Le deuxième ou troisième ligne du Racing 92, Cameron Woki a très mal vécu l’élimination du XV de France en quart de finale de la Coupe du monde contre l’Afrique du Sud.
Interrogé via L’équipe, ce-dernier avoue ne pas avoir dormi pour essayer de comprendre pourquoi les Bleus étaient passés à côté. Extrait:
Pour avoir des réponses. Je n’ai pas dormi. J’avais besoin de comprendre comment on avait pu perdre le match, ce qui s’était passé. Et de voir mon match, aussi, pour faire un bilan. Cette chandelle qui m’échappe… Des ballons hauts, j’en fais dix par entraînement, deux par match. Ce soir-là, je ne l’ai pas attrapé. C’est comme ça. Des touches, j’en fais 100 par semaine, et il m’arrive de louper des touches en match. Je comprends les gens qui en parlent. Parce qu’il y avait beaucoup d’attente. Je me mets à la place des supporters, quand je regarde un match de foot je suis pareil.
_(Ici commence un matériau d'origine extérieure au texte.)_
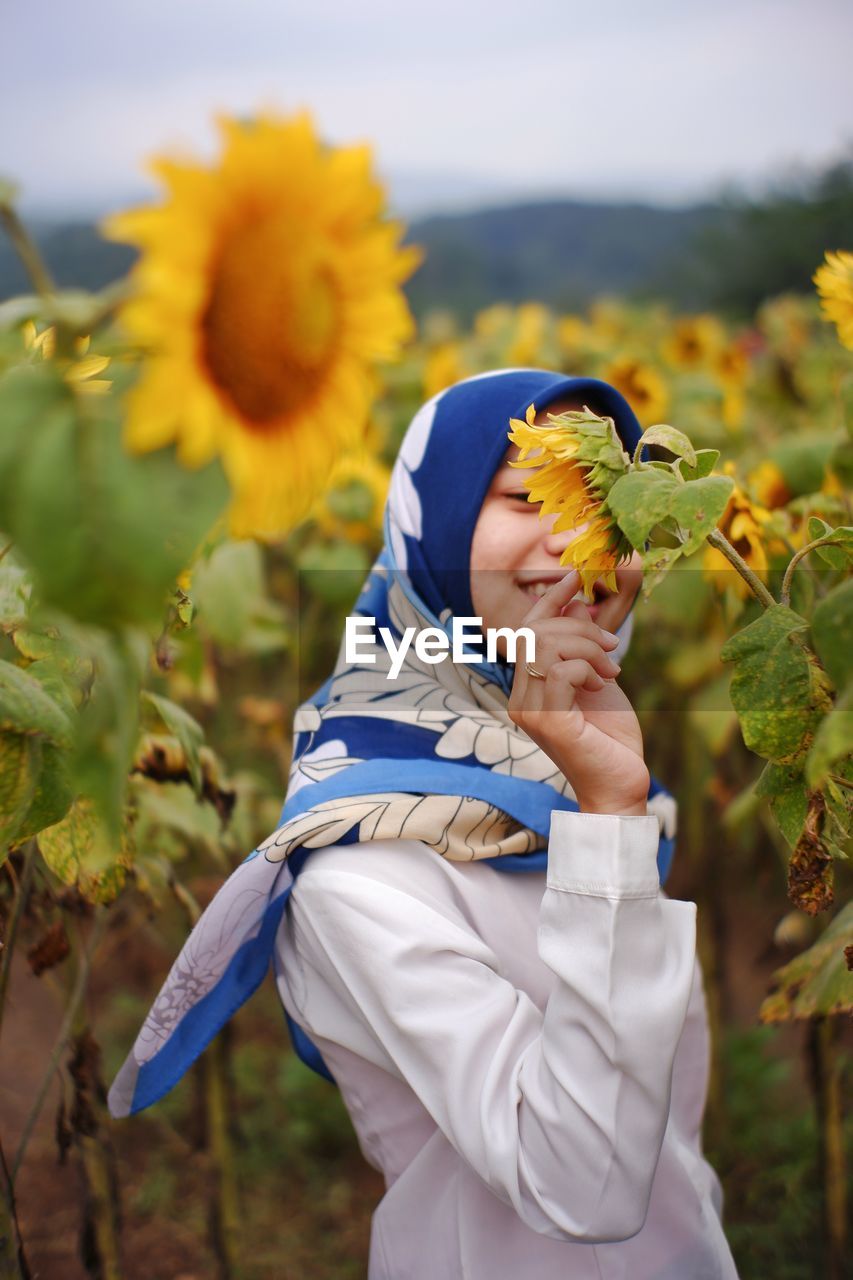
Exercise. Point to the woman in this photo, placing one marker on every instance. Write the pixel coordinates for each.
(524, 1056)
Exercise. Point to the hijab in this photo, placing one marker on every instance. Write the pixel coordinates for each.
(430, 755)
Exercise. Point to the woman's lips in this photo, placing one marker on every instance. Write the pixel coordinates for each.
(534, 590)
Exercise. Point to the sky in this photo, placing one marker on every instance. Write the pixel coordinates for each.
(464, 103)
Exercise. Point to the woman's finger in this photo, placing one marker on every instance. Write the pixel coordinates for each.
(552, 648)
(550, 604)
(575, 622)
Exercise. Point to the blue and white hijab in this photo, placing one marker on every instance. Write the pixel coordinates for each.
(430, 755)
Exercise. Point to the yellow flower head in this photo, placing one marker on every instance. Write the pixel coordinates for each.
(694, 342)
(81, 370)
(834, 280)
(642, 387)
(769, 485)
(742, 522)
(578, 457)
(267, 291)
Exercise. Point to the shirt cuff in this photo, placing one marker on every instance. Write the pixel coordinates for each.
(602, 854)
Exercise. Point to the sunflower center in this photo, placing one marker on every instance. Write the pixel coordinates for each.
(272, 320)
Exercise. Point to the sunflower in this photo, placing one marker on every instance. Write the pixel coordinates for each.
(532, 325)
(81, 370)
(354, 502)
(578, 460)
(442, 368)
(267, 289)
(769, 485)
(834, 280)
(493, 321)
(694, 342)
(742, 522)
(642, 387)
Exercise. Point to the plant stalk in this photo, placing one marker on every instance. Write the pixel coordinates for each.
(801, 554)
(752, 580)
(826, 1082)
(14, 920)
(74, 1000)
(26, 248)
(13, 1262)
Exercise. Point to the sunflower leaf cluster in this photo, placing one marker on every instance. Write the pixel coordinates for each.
(579, 458)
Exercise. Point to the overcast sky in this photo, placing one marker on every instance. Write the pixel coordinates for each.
(664, 100)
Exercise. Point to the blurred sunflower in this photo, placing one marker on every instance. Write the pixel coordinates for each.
(834, 280)
(609, 319)
(492, 321)
(354, 502)
(694, 342)
(81, 370)
(769, 485)
(442, 368)
(642, 387)
(267, 289)
(579, 457)
(571, 333)
(743, 524)
(532, 324)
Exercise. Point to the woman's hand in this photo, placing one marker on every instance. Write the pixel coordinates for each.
(578, 714)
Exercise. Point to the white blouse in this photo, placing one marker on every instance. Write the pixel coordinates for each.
(524, 1056)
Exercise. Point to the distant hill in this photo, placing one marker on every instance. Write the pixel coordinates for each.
(728, 255)
(561, 252)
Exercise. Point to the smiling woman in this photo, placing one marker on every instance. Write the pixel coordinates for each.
(464, 903)
(515, 557)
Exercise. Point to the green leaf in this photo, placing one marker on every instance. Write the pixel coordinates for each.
(785, 789)
(706, 461)
(833, 740)
(802, 461)
(833, 632)
(656, 562)
(649, 496)
(105, 533)
(30, 396)
(673, 440)
(817, 982)
(108, 722)
(19, 766)
(26, 708)
(333, 571)
(711, 714)
(698, 507)
(82, 851)
(839, 552)
(51, 796)
(778, 689)
(14, 595)
(642, 499)
(187, 731)
(351, 502)
(231, 602)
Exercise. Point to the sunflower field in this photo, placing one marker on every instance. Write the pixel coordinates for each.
(194, 465)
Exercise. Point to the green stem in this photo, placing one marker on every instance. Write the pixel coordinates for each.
(13, 1262)
(53, 1063)
(828, 540)
(27, 251)
(752, 580)
(826, 1082)
(17, 912)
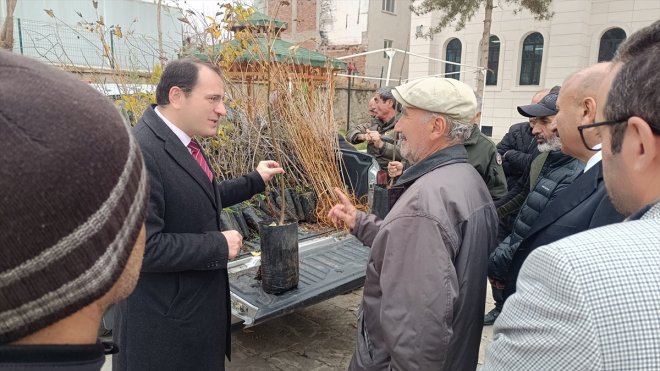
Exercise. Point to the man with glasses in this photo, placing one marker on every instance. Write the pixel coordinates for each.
(590, 301)
(550, 173)
(585, 204)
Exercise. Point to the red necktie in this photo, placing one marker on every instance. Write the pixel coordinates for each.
(197, 154)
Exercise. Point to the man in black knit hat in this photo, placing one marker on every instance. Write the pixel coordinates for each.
(73, 196)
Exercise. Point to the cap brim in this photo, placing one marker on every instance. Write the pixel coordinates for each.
(400, 99)
(535, 110)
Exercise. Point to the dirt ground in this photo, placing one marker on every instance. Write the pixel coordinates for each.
(317, 338)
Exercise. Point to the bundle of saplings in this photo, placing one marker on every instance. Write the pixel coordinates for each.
(300, 207)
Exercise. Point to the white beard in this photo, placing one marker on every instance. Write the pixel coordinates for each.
(552, 144)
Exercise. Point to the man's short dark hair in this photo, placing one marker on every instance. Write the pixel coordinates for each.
(183, 74)
(385, 94)
(633, 93)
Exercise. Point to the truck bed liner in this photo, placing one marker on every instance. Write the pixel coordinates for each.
(329, 266)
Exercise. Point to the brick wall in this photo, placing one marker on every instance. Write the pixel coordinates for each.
(306, 15)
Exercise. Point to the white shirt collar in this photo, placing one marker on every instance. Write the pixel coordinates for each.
(185, 139)
(594, 159)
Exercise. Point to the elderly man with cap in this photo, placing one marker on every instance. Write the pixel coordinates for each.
(550, 173)
(585, 203)
(425, 282)
(74, 198)
(590, 301)
(381, 126)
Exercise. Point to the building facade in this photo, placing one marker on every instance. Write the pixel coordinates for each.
(339, 28)
(526, 55)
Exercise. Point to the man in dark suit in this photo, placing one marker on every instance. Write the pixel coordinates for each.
(584, 204)
(178, 317)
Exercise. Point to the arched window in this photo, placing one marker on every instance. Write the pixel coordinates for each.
(453, 54)
(532, 56)
(609, 42)
(493, 60)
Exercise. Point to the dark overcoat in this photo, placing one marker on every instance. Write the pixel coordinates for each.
(178, 317)
(583, 205)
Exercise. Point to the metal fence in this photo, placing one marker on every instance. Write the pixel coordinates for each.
(72, 45)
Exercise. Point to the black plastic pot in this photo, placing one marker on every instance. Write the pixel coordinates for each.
(253, 218)
(240, 220)
(279, 257)
(308, 203)
(381, 203)
(295, 198)
(228, 221)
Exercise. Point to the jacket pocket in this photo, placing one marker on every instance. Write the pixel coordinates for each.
(364, 346)
(176, 298)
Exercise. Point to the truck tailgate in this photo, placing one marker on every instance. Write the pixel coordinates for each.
(329, 266)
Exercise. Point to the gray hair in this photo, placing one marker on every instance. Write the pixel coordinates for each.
(479, 102)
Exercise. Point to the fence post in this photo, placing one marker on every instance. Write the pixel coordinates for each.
(20, 35)
(112, 50)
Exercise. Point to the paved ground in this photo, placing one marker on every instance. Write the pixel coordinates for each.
(317, 338)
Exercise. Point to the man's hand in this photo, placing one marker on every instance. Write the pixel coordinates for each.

Il s’est ensuite effondré en larmes dans les bras de son père. Extrait:
C’est toujours dans les bras de mon père. Mes deux demi-finales perdues avec Bordeaux et le quart, j’ai pleuré dans les bras de mon père. Je n’ai pas de problème à dire ça. Aucun. Ce n’est pas ne pas être un homme que pleurer, au contraire. Moi, j’ai des sentiments, et quand c’est trop j’évacue, c’est normal. Je vis le truc.
C’est le lendemain de la défaite qu’il a véritablement réalisé. Extrait:
Non, le lendemain. Parce que tout le monde rentre chez soi. Dans le vestiaire, tu as ce silence interminable mais c’est le lendemain que tu comprends. On a déjeuné à Paris, j’étais vraiment déprimé. Tu dis au revoir à des membres du staff, des joueurs, tu te rends compte qu’après on ne se revoit pas. On a passé quatre mois ensemble… Le changement est radical. Je n’avais envie de rien. On ne faisait que pleurer, c’était dur.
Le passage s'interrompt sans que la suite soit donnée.